Coronavirus: EU moves towards trillion-euro recovery stimulus package

European Commission’s ‘own resources’ to be significantly increased to help countries

Jon Stone
Policy Correspondent
Thursday 23 April 2020 19:16 BST
European Commission President Ursula Von Der Leyen and European Council President Charles Michel give a press conference following a video conferenced EU summit to discuss the measures to tackle the spread of the Covid-19 pandemic
European Commission President Ursula Von Der Leyen and European Council President Charles Michel give a press conference following a video conferenced EU summit to discuss the measures to tackle the spread of the Covid-19 pandemic

European leaders have given Brussels the green light to draw up plans for a huge investment package designed to ease the EU’s recovery from the coronavirus crisis.

The European Commission said the stimulus, designed to help the bloc climb out of an expected coming deep global recession, would amount to at least €1 trillion (£870bn).

The 27 heads of government and state held a video conference on Thursday afternoon in lieu of an emergency summit where they agreed to instruct officials to move forward with the plan.

“The pandemic knows certainly no borders and is blind to nationalities,” commission president Ursula von der Leyen said at a remote press conference after the meeting.

“Some countries are certainly hit farther than others and unless we act decisively and collectively the recovery will not be symmetric and divergences between member states will increase.”

The commission says it will need to raise the EU’s “own resources” ceiling – that regulates the size of EU spending – from 1.2 per of Gross National Income (GNI) to around 2 per cent.

Asked what this meant for the size of the stimulus in practice, Ms Von der Leyen told reporters: “Of course this has to be looked at thoroughly and is dependent on the overall result we will have, but are not talking about billions, we are talking about trillions.”

The recovery fund would be tied to the EU’s seven-year budget and its actual size would depend on how big the budget was. It would come on top of existing spending by member states during the crisis; the commission president said this had so far included €1.8 trillion (£1.5 trillion) in state aid.

“This has to be discussed and today is too early to go into details on that,” Ms Von der Leyen said, stating the package would contain a mixture of grants and loans.

“The resources ceiling is at a certain proposed level, but of course the question is how big is the [budget] that is part of the overall picture too.”

The agreement in principle is a significant moment because it would represent a major expansion of European Commission “own resources” spending – effectively borrowing, albeit backed by member states rather than Brussels itself.

A more ambitious proposal supported by some countries like Spain would have seen the EU issue its own debt, and would have represented an even more significant step towards European integration. However, the idea has been resisted by many northern European countries including the Netherlands.

Speaking at the same press conference, Charles Michel, the president of the European Council, sounded optimistic.

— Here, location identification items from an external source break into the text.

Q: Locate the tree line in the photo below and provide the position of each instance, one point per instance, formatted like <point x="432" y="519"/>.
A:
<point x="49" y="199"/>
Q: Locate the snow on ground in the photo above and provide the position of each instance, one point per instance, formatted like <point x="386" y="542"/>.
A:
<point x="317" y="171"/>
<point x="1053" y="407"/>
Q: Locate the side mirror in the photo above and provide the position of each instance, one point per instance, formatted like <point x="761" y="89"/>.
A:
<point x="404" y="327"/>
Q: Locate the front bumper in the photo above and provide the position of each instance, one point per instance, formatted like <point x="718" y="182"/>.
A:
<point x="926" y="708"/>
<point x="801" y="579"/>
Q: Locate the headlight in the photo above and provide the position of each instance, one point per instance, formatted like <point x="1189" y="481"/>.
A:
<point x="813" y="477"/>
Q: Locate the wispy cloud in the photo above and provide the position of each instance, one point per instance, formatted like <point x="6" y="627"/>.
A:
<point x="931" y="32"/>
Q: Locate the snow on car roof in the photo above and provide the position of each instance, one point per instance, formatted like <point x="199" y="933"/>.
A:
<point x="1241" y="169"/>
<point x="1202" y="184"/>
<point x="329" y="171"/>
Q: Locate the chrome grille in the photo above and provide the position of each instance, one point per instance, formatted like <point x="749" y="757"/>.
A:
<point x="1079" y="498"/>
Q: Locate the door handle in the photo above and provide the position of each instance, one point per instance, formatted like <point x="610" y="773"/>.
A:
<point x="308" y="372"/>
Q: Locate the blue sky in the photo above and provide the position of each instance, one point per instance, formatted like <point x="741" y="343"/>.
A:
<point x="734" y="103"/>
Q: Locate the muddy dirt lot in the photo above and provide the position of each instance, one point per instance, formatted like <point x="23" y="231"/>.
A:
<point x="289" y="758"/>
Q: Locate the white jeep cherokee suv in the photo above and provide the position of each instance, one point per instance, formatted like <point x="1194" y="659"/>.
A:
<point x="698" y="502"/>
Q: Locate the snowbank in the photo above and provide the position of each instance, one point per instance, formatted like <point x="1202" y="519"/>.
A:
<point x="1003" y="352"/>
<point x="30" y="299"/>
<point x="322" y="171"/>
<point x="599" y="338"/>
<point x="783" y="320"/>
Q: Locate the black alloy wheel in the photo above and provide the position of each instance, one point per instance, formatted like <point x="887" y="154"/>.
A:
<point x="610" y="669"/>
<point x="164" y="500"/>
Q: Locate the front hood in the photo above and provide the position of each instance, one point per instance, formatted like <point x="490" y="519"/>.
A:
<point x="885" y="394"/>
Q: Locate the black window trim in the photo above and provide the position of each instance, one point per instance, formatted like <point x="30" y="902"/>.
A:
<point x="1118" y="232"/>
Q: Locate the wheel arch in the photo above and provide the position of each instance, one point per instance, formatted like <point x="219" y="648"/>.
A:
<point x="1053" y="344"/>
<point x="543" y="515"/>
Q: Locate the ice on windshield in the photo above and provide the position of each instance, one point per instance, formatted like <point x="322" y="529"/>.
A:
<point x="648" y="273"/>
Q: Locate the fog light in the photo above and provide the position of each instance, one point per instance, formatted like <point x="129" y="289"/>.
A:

“It was a promising European Council because we agreed on a very clear framework. We are convinced because this crisis is so very huge it is important to take very strong decisions,” he said.

“This fund shall be of a sufficient magnitude, targeted towards the sectors and geographical parts of Europe most affected and be dedicated to dealing with this unprecedented crisis.

The leaders said the largest part of the fund would increase support for investment, with some also going to top up the European Green Deal and Digital Transformation programmes – existing EU investment packages.

It would also be used to boost the EU’s common crisis response tools, as some would go to help the EU’s “neighbours and partners”.

The next battle between member states is likely to be whether the recovery fund is based on grants and loans.

Speaking after the meeting, French president Emmanuel Macron said Europe had “no future” if it could not find a response to the “exceptional shock” of coronavirus. He said the EU’s response needed to be “as soon as possible, and as strong as possible” but that disagreements persisted among member states on whether grants or loans should be used.

Cyprus’s president Nicos Anastasiades, a supporter of a more ambitious rescue fund, said: “The pandemic has put our economies and societies under enormous pressure. Given the depth of the crisis and the real financing needs, our success will depend on how we develop new tools to provide the adequate resources needed to respond to the crisis in a coordinated manner.

“It is important that the distribution of the recovery fund should not be based solely on loans to the member states, but they should be injected mainly as grants to the EU budget.”